Fig. 5. — Knockdown of CD147 expression inhibits glycolysis through inhibition of MCT-1 and MCT-4 both *in vitro* and *in vivo* . (A) Measurement of glucose and lactate concentration in culture medium, LDH activity within A549 cells as well as extracellular pH value under normoxia or hypoxia (1% O ₂ ). Data are presented as relative values normalized to normoxia. (B) Measurement of glucose uptake and lactate secretion rate, LDH activity as well as pH in medium in A549 cells transfected with CD147 siRNA or SNC under hypoxia (1% O ₂ ). Data are normalized to SNC-treated cells and represented as mean ± SD from three independent experiments (* P < 0.05). (C) Western blot analyses for CD147, MCT-1, MCT-4 expression in A549 cells transfected with CD147-siRNA or SNC under hypoxia (1% O ₂ ). (D) Flow cytometric analysis of CD147 expression in A549 and A549–CD147 shRNA cells. (E) Measurement of ¹⁸ F-FDG uptake in nude mice xenograft model ( n = 6). Relative uptake level was compared between xenografts developed by A549–CD147 shRNA and A549 cells. (F) Pearson correlation coefficient analysis between CD147 expression level and ¹⁸ F-FDG uptake in xenograft tissues. (G) Representative immunohistochemical staining images of CD147, CA IX, Glut-1, MCT-1 and MCT-4 in serial sections of xenograft tumor tissues developed by A549 or A549–CD147 shRNA cells. Scale bars, 50 µm.
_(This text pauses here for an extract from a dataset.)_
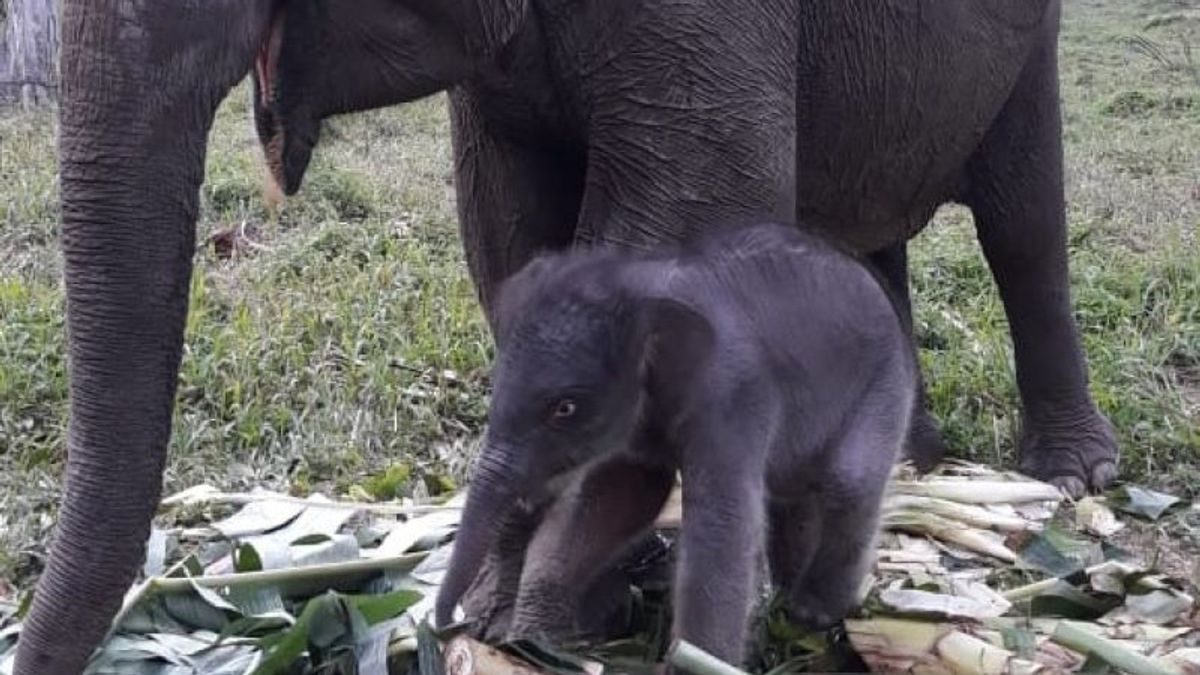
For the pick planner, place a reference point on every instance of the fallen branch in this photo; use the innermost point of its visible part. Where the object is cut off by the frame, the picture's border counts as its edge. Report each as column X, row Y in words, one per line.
column 465, row 656
column 687, row 656
column 1127, row 661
Upregulated CD147 inhibits tumor cell apoptosis and enhances their invasion ability under hypoxia

To explore the biological significance of hypoxia-induced CD147, we examined the effect of upregulated CD147 under hypoxia on cellular functions such as apoptosis and invasion, which have been previously reported to be significantly associated with CD147 expression under normoxia ( 30 ). Our results showed that A549 cells transfected with CD147 siRNA had a significantly lower percentage of viable cells with double-negative staining of annexin V-FITC and PI under the starvation condition (0.5% FBS) than cells transfected with the control siRNA (79.47% versus 86.67%). In addition, the CD147 siRNA-transfected cells exhibited a notable increase of late-stage apoptotic cells with double-positive staining (12.81% versus 6.15%) ( Figure 6A ). TUNEL assay showed that A549–CD147 shRNA xenograft tissues exhibited a significantly higher percentage of TUNEL positive cells than A549 xenograft tissues (16.17% ± 2.94% versus 6.50% ± 1.78%, P = 0.001) ( Figure 6B ). These results suggest that the upregulated CD147 under hypoxia may protect tumor cell from apoptosis. In vitro invasion assay demonstrated that knockdown of CD147 dramatically decreased the invasion ability of A549 cells under hypoxia. Compared to the number of invading cells in the SNC group, the average percentage of invading cells in the A549 cells transfected with CD147 siRNA was 44.67% ± 4.33% ( Figure 6C ). Our data also indicated that A549–CD147 shRNA xenograft tumors exhibited a significant decrease of growth capacity compared with A549 xenograft tumors ( P = 0.012, repeated measures ANOVA) ( Figure 6D ).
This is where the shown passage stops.